Now, almost two centuries after Morse and Poe marked Daguerre’s discovery, the news is full of descriptions of pictures again. This time, the pictures aren’t exactly photographs, even if they’re often described that way. For example: “Grainy overexposed photo of an early morning in Suburbia [sic].” Or, “1970s, medium-closeup, Ektachrome, 25-year-old woman, curly red hair, freckles, vintage car, downtown Los Angeles, green silk jumpsuit, plunging neckline, oversized sunglasses, golden hour.” These descriptions were written by the creative director Nick St. Pierre and posted on the social media platform formerly known as Twitter.

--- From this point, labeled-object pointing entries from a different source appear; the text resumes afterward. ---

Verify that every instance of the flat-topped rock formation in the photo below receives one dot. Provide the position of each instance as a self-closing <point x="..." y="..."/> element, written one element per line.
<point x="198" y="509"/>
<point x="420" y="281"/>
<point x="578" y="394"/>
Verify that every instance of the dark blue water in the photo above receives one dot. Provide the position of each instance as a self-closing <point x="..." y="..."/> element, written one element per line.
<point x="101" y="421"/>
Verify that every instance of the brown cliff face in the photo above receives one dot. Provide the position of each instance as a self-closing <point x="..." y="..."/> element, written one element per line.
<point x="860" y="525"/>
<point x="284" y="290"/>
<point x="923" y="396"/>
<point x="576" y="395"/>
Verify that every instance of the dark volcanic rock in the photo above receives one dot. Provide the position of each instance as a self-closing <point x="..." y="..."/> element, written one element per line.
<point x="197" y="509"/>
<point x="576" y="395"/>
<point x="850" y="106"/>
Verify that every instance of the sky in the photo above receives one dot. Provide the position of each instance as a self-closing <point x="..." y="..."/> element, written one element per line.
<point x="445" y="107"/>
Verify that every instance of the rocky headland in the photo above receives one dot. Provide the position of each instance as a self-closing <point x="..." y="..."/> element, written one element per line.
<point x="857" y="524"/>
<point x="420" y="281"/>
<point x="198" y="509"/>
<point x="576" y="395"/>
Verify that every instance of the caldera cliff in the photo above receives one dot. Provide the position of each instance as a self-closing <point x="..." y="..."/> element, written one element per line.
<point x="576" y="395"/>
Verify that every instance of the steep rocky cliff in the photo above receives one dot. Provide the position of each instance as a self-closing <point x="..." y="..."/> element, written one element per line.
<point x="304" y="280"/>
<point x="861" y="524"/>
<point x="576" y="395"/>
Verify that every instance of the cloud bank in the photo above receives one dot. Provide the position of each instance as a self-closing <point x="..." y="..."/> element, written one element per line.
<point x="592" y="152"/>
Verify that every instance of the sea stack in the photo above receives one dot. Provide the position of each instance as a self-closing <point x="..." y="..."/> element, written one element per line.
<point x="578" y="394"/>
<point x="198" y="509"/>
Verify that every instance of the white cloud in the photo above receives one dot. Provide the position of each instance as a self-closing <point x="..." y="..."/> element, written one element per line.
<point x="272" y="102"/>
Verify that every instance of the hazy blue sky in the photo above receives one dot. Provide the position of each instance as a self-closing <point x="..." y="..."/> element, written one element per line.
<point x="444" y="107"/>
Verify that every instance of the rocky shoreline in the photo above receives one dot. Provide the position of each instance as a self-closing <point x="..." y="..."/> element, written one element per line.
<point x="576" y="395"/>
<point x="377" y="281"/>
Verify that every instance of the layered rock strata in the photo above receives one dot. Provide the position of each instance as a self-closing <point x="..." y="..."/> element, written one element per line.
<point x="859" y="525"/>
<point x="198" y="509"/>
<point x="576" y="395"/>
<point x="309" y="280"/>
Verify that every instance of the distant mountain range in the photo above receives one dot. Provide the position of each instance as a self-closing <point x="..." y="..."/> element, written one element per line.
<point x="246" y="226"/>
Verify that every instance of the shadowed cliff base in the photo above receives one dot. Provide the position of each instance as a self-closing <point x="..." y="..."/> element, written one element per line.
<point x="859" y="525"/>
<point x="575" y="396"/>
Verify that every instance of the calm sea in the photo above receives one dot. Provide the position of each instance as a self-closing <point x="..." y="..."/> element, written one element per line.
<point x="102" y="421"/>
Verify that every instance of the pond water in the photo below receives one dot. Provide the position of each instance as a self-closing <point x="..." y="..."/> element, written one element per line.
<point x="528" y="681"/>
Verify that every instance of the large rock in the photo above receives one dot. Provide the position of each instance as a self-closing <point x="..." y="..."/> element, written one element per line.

Although they are related to images, these words predate their visual accompaniments. St. Pierre’s descriptions of photos are actually prompts for the AI image generator MidJourney. In 2023, the description creates the image, and yet all language may still fall short of any just idea of the truth.

AI raises the stakes for photography and for truth. In cultures that have come to rely on the standard of evidence provided by photographs, fabricated images easily created by AI represent a serious threat to public knowledge. Photographic manipulation using more analog means was widespread in the USSR and, more recently, in contemporary Russia by under Vladimir Putin. Doctored images are also regularly released by North Korean state media.

But in a democratic society, citizens are entitled to a free press, whose responsibility it is to make visible the work of elected officials and other government representatives. We expect this reporting and imagery to be accurate and authentic. Reputable news organizations extensively vet their photographers and submit images acquired by other means to rigorous analysis to confirm their veracity and context. However, with the rise of the so-called democratic publishing platforms of social media, many of the newsworthy images that are now widely seen on the internet are not subjected to the same level of scrutiny. This is how we found ourselves wondering, early in 2023, why Pope Francis was wearing a puffer jacket. The image was created using MidJourney by a 31-year-old apparently tripping on mushrooms, not a photojournalist on assignment in Vatican City.

While efforts at effective digital provenancing, such as the Content Authenticity Initiative, are slowly moving through the news world, they won’t reach all digital publishing platforms. We need to teach viewers to be better, more skeptical viewers of the images they see and believe to represent the truth. To this end, AI might offer a small step towards a solution. I want to suggest that AI image generators, like MidJourney, as well as DALL-E and Stable Diffusion, are also training us, but not in the way we might expect—and they might even be training us to more effectively spot their trickery.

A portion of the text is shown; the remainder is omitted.